幾久しく、君を想って。
……しかし、目の前にいる二人に比べれば、それはなんて中途半端で崩れ易い考えだっただろうか。
親の思いには到底敵いもしない。
血は水よりも濃いんだ…と、改めて思い知った。
「……どうか頭を上げて下さい」
今の俺には確約出来ることは何一つ思い浮かばない。
ただ、いい加減な思いで好きになったのではないと、それたけは伝えておきたい。
「俺は真梨さんのことも拓海君のことも大切に思っています。お二人に言われたことは、重々心に焼き付けました。

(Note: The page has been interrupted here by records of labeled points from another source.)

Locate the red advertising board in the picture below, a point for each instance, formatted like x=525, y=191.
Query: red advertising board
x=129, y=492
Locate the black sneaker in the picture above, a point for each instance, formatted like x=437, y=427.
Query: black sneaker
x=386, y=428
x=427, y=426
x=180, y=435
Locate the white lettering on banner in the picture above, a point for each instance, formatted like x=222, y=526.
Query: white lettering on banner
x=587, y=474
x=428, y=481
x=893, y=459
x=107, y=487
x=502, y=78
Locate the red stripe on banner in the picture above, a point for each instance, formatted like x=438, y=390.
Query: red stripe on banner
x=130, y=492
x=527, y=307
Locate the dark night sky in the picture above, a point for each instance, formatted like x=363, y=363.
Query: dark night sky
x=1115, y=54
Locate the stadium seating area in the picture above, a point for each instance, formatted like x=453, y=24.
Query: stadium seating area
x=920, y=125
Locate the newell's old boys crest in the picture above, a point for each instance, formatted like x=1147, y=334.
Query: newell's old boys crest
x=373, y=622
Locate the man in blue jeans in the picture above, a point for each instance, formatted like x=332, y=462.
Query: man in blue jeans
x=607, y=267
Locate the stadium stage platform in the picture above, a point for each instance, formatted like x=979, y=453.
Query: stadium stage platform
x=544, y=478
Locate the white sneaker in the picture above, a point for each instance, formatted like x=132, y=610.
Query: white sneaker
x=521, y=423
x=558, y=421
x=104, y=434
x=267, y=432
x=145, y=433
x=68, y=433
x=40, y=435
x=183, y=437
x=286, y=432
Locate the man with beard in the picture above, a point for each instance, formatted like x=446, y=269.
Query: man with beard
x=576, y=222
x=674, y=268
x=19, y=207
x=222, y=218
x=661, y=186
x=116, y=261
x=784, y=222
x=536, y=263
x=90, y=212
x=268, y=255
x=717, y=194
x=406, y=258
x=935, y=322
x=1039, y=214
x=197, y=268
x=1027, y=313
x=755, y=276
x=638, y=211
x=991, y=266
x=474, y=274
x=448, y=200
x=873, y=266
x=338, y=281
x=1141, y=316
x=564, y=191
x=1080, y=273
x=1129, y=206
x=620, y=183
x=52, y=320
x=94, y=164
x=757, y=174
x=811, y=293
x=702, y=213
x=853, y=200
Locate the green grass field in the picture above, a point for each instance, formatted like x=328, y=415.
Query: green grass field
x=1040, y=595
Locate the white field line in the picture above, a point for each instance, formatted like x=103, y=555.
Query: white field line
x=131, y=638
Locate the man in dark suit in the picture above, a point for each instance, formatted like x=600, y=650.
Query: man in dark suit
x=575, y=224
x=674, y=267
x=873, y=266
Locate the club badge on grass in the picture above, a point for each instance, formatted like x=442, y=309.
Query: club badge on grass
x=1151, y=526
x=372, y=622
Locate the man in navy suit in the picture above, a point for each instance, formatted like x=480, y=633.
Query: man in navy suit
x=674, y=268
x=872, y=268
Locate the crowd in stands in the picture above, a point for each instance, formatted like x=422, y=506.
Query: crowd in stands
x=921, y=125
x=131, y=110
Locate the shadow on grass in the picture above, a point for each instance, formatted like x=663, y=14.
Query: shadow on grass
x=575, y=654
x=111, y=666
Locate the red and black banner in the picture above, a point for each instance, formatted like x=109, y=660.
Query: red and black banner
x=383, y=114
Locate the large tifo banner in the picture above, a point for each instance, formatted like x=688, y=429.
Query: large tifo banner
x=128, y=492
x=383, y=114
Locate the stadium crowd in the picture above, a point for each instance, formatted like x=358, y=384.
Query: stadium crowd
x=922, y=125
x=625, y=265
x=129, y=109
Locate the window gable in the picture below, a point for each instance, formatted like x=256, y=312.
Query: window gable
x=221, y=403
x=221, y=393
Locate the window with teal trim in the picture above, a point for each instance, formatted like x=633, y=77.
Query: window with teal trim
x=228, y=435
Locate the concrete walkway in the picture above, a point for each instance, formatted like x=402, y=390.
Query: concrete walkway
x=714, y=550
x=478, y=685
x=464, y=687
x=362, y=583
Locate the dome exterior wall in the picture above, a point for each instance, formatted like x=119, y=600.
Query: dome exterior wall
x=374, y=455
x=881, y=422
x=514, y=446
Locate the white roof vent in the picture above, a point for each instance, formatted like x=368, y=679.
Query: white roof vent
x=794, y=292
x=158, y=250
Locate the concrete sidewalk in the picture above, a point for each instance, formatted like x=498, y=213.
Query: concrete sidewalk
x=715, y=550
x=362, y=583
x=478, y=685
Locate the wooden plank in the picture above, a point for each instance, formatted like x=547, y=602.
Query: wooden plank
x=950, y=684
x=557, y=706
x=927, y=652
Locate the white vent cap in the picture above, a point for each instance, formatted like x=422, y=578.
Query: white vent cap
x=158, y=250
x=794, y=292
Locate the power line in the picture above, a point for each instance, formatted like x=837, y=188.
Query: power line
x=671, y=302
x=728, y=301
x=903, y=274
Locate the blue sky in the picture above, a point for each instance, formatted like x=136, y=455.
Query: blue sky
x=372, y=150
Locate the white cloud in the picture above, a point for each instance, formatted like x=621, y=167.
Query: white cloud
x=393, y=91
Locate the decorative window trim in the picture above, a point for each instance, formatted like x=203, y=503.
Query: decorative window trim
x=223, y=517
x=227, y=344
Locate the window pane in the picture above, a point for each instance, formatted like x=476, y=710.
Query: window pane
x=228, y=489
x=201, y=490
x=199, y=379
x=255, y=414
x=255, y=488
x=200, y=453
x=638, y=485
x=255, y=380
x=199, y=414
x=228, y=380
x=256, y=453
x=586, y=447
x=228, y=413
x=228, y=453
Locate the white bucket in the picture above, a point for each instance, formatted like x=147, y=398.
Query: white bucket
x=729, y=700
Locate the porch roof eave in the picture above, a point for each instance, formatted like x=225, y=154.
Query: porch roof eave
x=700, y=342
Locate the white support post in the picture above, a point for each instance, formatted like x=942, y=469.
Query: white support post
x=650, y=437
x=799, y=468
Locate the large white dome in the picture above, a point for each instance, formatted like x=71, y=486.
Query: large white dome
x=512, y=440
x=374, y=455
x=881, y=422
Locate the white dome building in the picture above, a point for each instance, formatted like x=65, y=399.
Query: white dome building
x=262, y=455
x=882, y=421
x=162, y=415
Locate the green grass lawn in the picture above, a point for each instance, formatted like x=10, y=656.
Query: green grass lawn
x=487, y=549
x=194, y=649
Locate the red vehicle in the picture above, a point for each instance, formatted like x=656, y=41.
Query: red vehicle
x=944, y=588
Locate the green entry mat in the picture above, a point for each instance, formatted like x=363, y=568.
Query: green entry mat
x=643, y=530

これからのことは、もう一度よく考え直してから答えを出したいと思います。
真梨さんともよく話し合って、納得のいく答えを見つけていこうと思います……」
即答出来ない時点で呆れられたかもしれない。
自分が離婚した時のことが蘇り、失敗したのも俺自身が煮え切らなかったのが原因だったのではないか…と思いだした。
別れた妻に嫌われたくなくて、彼女の我儘を黙認した。
あの時もっと、きちんと自分の意見を前に押し出してさえいたら、別れることもなかったのかもしれない……。
相手に騙され続けた彼女と同じように、失敗を繰り返したくないのは俺だって同じだ。
同じ道を辿りたくはない。
相手を傷付けて、自分も傷を負いたくは無いんだーーー。